[Xapian-discuss] Flint Backend

Thu Jun 23 15:13:23 BST 2005

Olly Betts wrote:
> On Thu, Jun 23, 2005 at 08:25:31AM +0200, Arjen van der Meijden wrote:
> 
>>The quartzcompact doesn't do that much for the position-table it goes 
>>from 7.8GB (a db that is in use for quite some time now) to 7.0GB, which 
>>is about 11% (actually more than I thought I'd know).
>>Of course I can't tell which is overhead generated due to it being in 
>>long use and what is actual compaction-gain.
> 
> You can use "quartzcompact -n" to compact but not do tag splitting to
> fill blocks fuller (and "quartzcompact -F" to generate larger than
> normal tag chunks and reduce size further, but the I'd not recommend
> using this if you plan to update the compacted database again).
> 
> The difference between "quartzcompact -n" and "quartzcompact" (or the
> extra gain from running "quartzcompact" after "quartzcompact -n") is
> probably what you're thinking of as the "actual compaction-gain".

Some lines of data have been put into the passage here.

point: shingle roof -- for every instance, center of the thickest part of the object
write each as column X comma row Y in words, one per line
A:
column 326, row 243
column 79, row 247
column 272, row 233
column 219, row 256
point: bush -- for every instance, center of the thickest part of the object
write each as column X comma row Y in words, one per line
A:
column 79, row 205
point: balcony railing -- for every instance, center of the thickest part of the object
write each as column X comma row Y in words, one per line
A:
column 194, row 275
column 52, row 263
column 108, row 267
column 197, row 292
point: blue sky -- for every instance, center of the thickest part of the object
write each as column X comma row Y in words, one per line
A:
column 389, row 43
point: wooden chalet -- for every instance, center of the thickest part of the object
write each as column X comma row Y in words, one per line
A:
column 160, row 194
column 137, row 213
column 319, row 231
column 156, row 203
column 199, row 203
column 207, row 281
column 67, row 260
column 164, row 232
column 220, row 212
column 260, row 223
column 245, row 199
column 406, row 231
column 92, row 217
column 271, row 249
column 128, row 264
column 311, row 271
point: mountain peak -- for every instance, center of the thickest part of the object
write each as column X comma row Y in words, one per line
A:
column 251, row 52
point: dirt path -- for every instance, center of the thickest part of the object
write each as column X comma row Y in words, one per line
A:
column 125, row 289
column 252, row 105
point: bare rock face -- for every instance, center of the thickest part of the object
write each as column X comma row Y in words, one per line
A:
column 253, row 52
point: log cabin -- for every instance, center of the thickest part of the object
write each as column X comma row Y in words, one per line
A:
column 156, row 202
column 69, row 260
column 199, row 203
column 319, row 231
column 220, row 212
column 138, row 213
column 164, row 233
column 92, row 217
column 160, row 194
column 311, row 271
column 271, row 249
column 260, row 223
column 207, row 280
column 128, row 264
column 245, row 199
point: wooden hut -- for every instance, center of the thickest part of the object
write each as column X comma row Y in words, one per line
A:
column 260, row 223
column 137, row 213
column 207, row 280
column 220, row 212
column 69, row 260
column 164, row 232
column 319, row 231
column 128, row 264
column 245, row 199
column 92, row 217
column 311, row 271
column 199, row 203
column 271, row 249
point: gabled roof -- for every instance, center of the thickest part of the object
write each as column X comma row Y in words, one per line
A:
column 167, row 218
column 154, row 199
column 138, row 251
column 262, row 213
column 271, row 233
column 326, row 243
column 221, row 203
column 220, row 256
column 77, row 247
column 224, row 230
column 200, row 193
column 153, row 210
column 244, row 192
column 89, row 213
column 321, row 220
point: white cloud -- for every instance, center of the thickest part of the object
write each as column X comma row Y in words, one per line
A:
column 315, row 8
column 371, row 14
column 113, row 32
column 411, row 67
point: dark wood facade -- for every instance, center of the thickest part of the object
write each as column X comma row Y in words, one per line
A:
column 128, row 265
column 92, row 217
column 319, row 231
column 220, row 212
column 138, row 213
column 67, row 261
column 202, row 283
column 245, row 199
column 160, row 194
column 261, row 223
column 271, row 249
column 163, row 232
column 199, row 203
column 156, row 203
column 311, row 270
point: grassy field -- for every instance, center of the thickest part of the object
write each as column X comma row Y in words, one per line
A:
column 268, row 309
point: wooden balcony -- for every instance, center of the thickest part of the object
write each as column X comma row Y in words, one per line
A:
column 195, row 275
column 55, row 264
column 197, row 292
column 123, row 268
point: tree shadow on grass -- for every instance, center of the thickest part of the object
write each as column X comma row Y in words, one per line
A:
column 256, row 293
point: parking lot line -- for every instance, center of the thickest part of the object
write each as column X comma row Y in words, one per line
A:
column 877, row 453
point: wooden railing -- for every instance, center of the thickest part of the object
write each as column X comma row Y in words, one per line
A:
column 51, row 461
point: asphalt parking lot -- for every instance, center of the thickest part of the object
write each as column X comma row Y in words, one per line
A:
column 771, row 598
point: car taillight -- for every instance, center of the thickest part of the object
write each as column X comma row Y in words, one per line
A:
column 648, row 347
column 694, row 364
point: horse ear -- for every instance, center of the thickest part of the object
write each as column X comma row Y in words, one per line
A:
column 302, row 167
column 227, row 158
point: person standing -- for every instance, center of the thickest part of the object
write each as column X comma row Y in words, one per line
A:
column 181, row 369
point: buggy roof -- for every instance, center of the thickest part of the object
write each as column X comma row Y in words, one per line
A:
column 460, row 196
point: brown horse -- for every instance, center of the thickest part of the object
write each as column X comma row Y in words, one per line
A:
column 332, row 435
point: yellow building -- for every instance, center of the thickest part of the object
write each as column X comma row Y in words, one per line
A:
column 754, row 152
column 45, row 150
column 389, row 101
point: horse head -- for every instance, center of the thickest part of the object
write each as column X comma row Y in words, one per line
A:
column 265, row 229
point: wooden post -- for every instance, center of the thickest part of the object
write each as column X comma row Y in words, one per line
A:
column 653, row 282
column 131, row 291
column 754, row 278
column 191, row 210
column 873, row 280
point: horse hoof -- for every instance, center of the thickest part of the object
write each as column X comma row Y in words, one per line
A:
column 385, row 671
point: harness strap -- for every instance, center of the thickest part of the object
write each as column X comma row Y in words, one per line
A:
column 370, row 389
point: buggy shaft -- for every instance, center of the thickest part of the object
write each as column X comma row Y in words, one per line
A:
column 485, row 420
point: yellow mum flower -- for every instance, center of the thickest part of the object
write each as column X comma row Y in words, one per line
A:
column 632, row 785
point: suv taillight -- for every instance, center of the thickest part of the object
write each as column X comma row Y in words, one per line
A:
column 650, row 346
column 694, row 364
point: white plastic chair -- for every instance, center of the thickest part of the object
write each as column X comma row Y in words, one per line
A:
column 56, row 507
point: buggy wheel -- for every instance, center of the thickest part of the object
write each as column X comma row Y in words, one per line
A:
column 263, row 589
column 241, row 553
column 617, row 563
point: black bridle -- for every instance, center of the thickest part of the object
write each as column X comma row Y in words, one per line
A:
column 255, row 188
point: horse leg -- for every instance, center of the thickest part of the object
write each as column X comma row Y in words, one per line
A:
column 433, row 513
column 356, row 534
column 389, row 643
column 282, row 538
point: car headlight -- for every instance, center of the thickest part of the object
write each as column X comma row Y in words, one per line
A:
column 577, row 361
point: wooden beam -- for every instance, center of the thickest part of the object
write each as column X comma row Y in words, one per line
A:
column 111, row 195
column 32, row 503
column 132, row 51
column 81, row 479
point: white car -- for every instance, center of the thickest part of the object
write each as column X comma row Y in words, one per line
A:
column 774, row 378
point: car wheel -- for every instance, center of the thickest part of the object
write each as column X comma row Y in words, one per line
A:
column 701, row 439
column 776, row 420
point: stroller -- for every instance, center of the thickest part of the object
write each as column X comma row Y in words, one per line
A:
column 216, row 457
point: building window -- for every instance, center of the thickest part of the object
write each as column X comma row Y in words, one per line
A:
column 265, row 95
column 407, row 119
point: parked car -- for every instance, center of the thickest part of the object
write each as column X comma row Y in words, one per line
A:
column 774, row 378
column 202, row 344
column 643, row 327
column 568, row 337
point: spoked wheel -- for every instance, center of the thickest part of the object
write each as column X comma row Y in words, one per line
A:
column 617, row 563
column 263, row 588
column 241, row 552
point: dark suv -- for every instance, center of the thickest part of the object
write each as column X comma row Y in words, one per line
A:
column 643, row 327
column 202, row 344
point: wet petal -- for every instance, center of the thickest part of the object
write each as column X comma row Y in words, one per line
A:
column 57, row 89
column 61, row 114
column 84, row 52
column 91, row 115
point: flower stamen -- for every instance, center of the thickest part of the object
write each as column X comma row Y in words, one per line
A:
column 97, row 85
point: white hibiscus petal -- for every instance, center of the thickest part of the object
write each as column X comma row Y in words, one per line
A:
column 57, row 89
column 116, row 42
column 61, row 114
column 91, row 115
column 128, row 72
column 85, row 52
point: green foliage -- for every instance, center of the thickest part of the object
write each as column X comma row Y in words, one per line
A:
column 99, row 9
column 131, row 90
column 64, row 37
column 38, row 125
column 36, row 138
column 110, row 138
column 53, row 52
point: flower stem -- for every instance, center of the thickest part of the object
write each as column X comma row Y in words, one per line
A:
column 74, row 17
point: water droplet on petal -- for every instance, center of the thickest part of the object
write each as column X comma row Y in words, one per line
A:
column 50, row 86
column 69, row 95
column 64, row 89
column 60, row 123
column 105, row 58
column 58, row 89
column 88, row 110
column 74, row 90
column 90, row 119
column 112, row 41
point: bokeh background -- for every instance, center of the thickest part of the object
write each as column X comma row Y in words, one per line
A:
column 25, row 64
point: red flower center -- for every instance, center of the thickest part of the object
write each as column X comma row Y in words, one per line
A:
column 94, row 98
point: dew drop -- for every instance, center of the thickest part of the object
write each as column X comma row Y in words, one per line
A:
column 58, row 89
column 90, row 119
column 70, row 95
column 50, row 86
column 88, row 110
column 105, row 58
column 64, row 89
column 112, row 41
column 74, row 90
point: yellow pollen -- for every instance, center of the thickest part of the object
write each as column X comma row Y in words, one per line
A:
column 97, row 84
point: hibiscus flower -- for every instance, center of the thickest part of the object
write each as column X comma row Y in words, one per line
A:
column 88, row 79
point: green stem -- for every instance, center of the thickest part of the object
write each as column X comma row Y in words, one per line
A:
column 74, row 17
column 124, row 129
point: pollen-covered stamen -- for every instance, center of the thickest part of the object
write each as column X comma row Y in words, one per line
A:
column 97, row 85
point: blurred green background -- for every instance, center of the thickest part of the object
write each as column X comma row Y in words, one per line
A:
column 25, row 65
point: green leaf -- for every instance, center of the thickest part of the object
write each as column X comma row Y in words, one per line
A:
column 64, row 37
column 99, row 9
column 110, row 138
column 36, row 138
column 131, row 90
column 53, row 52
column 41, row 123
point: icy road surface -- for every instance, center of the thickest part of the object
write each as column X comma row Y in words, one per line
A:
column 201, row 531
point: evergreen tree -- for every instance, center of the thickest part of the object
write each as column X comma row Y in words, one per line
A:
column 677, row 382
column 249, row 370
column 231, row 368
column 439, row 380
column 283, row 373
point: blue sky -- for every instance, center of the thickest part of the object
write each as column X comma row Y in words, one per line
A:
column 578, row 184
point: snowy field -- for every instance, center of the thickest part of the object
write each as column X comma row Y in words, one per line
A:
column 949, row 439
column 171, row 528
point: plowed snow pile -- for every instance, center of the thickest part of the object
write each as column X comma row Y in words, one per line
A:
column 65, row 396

We don't update the compacted database, if that should happen it wouldd 
be an emergency situation in which case we'd problably just rebuild the 
entire index from scratch.
Will the -n and -F work for other tables than position as well?

>>Will this give useable figures if I'd use the current flint-backend, or 
>>are the bugs you found such that especially the size of the index is 
>>negatively influenced?
> 
> 
> With 0.9.1, you can't open a flint index for reading.  Also the
> positionlist packing missed out some information necessary to actually
> unpack the list again, so the size will be slightly underestimated if
> anything.
> 
> If you want to try flint, it's probably best to use a snapshot from SVN.
> This also has the new "xapian-compact" which is like quartzcompact but
> for flint databases.

I've installed a SVN-snapshot from this afternoon and I'm downloading a 
today's (compacted) index.

> I've now written "flintcompact" (but called it "xapian-compact" with
> an eye to the future!)

Great, I'll test it tomorrow as well on our database then.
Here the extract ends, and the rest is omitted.